Il potenziale creativo dell'introspezione
La solitudine, invece, offre una libertà quasi totale. Là siamo soli, con le nostre metafore e modi di intendere la vita, e possiamo continuare costruire su quelle basi in un modo molto più puro di quanto saremmo in compagnia di qualcuno.
Non dobbiamo essere responsabili nei confronti di nessuno, poiché non dobbiamo comunicare con nessuno; che comprendiamo noi stessi ci basta.
Nella solitudine appaiono grandi idee che non dobbiamo rifiutare per vergogna o perché all'inizio non vengono comprese. Se si adattano bene ai nostri schemi mentali, sono già validi. E, se no, anche molte volte.

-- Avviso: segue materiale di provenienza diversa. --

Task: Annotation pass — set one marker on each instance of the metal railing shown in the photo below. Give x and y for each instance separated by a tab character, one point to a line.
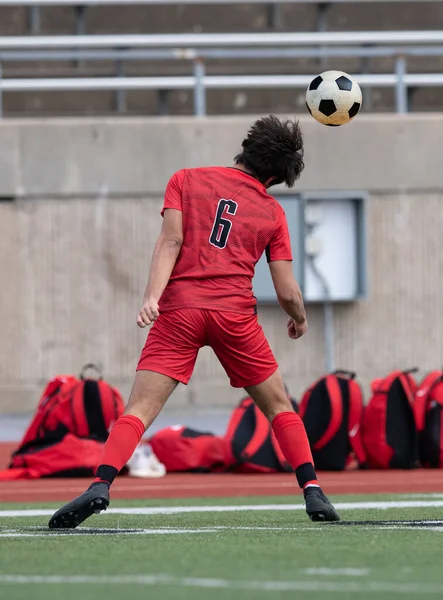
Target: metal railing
183	2
201	48
191	41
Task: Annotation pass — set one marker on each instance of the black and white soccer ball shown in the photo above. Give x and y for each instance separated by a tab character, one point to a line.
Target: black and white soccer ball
333	98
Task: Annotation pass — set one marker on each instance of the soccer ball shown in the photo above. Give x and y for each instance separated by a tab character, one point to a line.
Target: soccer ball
333	98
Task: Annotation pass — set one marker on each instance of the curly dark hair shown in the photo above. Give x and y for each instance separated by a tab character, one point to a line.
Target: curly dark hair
273	150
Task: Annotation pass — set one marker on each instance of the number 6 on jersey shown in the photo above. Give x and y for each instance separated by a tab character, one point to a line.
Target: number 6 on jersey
222	226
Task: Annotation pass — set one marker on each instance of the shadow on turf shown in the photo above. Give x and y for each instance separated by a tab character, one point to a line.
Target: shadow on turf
416	523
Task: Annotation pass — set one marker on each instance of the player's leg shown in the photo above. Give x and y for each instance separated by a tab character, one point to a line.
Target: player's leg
242	348
270	396
168	358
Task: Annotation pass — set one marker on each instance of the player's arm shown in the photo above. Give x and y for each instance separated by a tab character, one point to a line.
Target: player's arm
279	255
289	296
166	251
165	255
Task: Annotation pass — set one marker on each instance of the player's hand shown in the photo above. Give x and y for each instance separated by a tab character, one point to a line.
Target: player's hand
296	330
148	314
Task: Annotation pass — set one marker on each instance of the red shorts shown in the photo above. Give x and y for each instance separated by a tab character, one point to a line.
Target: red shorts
237	339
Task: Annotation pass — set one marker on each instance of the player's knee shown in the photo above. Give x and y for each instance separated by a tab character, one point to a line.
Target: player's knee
277	406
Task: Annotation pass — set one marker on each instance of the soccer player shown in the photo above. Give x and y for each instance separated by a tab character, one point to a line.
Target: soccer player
217	222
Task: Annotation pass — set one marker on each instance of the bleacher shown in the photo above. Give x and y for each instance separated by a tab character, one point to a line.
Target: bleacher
216	17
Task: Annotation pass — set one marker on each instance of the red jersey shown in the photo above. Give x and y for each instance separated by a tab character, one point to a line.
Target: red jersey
229	220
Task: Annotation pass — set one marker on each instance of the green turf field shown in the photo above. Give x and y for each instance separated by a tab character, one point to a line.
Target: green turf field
267	549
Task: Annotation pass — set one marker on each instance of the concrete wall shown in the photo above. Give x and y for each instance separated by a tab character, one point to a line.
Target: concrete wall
76	241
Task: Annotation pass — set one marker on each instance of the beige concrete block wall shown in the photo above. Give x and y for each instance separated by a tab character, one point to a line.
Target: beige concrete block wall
76	242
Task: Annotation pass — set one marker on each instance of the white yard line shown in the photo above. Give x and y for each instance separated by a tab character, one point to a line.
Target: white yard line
377	587
340	572
177	510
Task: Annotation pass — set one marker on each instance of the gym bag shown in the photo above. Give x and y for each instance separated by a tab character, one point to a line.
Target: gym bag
428	408
389	432
332	410
181	448
71	424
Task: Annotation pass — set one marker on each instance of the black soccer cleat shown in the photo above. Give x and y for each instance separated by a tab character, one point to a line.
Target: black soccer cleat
318	506
94	500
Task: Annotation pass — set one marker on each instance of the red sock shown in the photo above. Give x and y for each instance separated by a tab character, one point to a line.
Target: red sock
293	441
119	447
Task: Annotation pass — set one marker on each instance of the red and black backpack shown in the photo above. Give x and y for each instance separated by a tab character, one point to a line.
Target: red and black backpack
71	424
332	410
184	449
389	432
428	409
251	446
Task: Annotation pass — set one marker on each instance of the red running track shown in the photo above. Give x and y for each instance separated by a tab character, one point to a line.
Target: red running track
223	485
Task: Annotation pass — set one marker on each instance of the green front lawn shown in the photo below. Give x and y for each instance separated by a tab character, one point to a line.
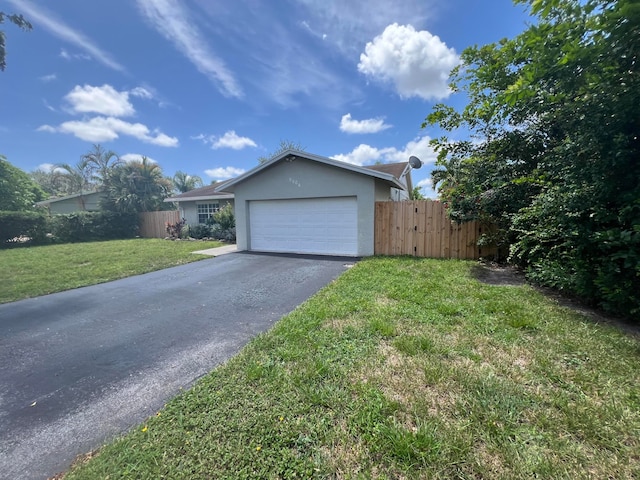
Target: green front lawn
32	271
404	368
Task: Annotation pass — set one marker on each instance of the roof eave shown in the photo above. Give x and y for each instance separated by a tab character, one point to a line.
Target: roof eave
195	199
229	185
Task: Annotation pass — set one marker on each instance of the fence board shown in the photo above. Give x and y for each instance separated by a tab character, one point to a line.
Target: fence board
154	224
422	228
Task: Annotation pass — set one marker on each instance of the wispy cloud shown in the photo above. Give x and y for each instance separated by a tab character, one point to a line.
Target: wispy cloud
104	129
46	19
229	140
224	173
365	154
48	78
349	25
370	125
172	21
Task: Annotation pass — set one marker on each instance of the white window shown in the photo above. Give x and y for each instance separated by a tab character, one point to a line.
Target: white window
206	211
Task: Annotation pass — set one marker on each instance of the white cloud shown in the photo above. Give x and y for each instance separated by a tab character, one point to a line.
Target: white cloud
425	183
46	167
349	25
41	16
172	21
46	128
102	129
135	157
231	140
141	92
224	173
367	155
48	78
417	63
105	100
73	56
371	125
361	155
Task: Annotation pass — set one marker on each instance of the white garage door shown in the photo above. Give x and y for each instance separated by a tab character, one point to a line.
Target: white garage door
325	226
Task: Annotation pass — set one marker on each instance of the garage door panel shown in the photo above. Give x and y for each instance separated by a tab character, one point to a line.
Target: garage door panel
322	226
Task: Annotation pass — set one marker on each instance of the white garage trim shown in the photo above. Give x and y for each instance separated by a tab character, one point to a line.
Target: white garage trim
323	226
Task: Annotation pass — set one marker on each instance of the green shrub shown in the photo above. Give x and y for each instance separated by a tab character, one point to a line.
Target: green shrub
223	224
91	226
25	225
199	231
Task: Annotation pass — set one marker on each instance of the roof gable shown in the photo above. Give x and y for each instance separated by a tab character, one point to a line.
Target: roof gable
229	185
206	192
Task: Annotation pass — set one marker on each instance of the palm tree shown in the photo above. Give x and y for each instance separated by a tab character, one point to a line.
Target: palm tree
73	179
137	186
183	182
100	163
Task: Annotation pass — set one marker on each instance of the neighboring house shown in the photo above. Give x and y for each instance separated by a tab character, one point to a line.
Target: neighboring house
298	202
196	206
79	202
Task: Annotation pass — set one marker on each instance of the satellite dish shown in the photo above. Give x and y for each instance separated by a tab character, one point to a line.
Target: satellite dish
415	162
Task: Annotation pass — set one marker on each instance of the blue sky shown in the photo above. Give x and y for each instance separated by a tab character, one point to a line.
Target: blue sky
208	86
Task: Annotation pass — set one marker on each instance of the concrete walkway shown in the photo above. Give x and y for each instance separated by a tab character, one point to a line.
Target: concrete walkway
216	252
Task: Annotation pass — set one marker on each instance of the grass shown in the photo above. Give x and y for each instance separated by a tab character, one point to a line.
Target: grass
404	368
33	271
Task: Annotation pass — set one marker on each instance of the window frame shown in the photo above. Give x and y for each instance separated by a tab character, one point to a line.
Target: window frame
205	211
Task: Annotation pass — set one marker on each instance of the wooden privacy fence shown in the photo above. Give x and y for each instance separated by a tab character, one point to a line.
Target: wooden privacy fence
421	228
154	224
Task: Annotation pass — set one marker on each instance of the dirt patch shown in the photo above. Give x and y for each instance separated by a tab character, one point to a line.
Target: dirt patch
505	275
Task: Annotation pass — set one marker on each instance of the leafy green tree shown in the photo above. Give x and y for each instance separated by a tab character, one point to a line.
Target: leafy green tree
553	157
17	20
48	182
284	146
137	186
183	182
18	192
99	163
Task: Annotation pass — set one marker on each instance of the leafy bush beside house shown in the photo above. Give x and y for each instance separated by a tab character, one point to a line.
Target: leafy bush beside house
31	227
223	224
552	158
93	226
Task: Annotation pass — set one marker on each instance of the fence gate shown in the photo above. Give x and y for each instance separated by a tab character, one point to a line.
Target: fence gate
421	228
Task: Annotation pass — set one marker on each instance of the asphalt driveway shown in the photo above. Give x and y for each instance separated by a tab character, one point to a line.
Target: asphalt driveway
80	367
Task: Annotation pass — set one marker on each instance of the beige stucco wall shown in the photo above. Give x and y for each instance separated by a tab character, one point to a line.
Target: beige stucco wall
189	210
302	178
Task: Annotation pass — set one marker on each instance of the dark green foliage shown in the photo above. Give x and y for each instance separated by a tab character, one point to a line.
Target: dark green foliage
200	231
18	192
174	230
136	187
28	225
17	20
223	224
555	161
92	226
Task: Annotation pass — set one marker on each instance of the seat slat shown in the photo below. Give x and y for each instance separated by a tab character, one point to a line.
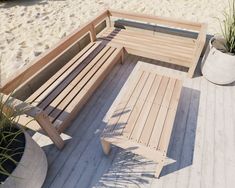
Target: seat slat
135	49
67	95
138	45
129	106
84	61
121	106
159	123
184	41
136	119
146	133
141	122
153	42
168	125
87	91
48	86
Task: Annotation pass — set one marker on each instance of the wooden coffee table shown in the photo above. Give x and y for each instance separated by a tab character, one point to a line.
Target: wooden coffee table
142	121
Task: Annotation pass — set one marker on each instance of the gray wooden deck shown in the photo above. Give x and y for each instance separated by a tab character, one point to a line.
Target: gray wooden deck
201	151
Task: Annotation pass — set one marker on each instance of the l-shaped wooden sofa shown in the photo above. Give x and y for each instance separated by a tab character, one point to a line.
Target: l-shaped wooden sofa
60	81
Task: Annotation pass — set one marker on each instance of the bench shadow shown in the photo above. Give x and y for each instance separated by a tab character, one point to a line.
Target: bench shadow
130	169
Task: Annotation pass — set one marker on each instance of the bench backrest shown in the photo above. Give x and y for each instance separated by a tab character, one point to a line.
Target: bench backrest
70	45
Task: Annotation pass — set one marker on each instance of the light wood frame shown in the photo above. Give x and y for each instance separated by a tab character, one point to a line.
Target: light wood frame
41	62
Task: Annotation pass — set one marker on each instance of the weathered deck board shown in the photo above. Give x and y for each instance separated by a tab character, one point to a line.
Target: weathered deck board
202	142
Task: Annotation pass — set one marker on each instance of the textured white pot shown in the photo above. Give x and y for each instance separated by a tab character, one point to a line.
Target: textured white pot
218	67
32	168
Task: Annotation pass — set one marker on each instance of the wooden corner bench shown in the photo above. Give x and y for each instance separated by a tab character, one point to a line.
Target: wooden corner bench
143	119
60	81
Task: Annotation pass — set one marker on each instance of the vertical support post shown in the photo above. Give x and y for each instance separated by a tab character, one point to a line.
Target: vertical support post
159	168
109	21
92	31
106	146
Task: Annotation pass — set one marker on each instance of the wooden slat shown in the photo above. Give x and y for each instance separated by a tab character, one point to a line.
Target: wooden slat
159	123
45	58
121	106
132	127
73	89
148	52
123	120
145	136
157	20
171	38
140	123
175	50
183	43
84	61
168	125
41	92
87	91
131	42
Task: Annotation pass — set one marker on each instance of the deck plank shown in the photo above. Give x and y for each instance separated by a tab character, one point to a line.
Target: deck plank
82	164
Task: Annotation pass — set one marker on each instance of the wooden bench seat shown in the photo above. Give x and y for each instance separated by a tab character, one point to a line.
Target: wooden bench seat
160	46
142	120
68	90
60	81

Forse è per questo che grandi geni come Leonardo Da Vinci. Charles Darwin o Friedrich Nietzsche apprezzavano tanto la solitudine. Dopotutto, i più grandi progressi intellettuali sono sempre una rinuncia a seguire il percorso di pensiero che altri hanno tracciato.
Creare rivoluzioni creative è proprio questo, rompere gli schemi. Non per compiacere gli altri, ma perché le idee che abbiamo avuto sono così potenti che, se ci viene data una scelta tra le convenzioni sociali e loro, decidiamo su quest'ultimo. Ma questo può essere fatto solo se rispettiamo i nostri pensieri abbastanza da dare loro un po' di tempo da soli, in modo che possano svilupparsi senza distrazioni sociali.
Creare ottimi collegamenti
La mente funziona come una macchina per associare idee; la creatività arriva quando ci viene in mente di unire molti di quelli che sembrano avere meno in comune tra loro. È chiaro che perché queste connessioni avvengano abbiamo bisogno di relazionarci con gli altri; tra l'altro, perché altrimenti non avremmo un linguaggio con cui articolare idee astratte.
Ma, per completare il cerchio, abbiamo bisogno anche della solitudine. In primo luogo, riposare e, in secondo luogo, coltivare un modo di vedere la vita unico e veramente nostro, attraverso l'introspezione.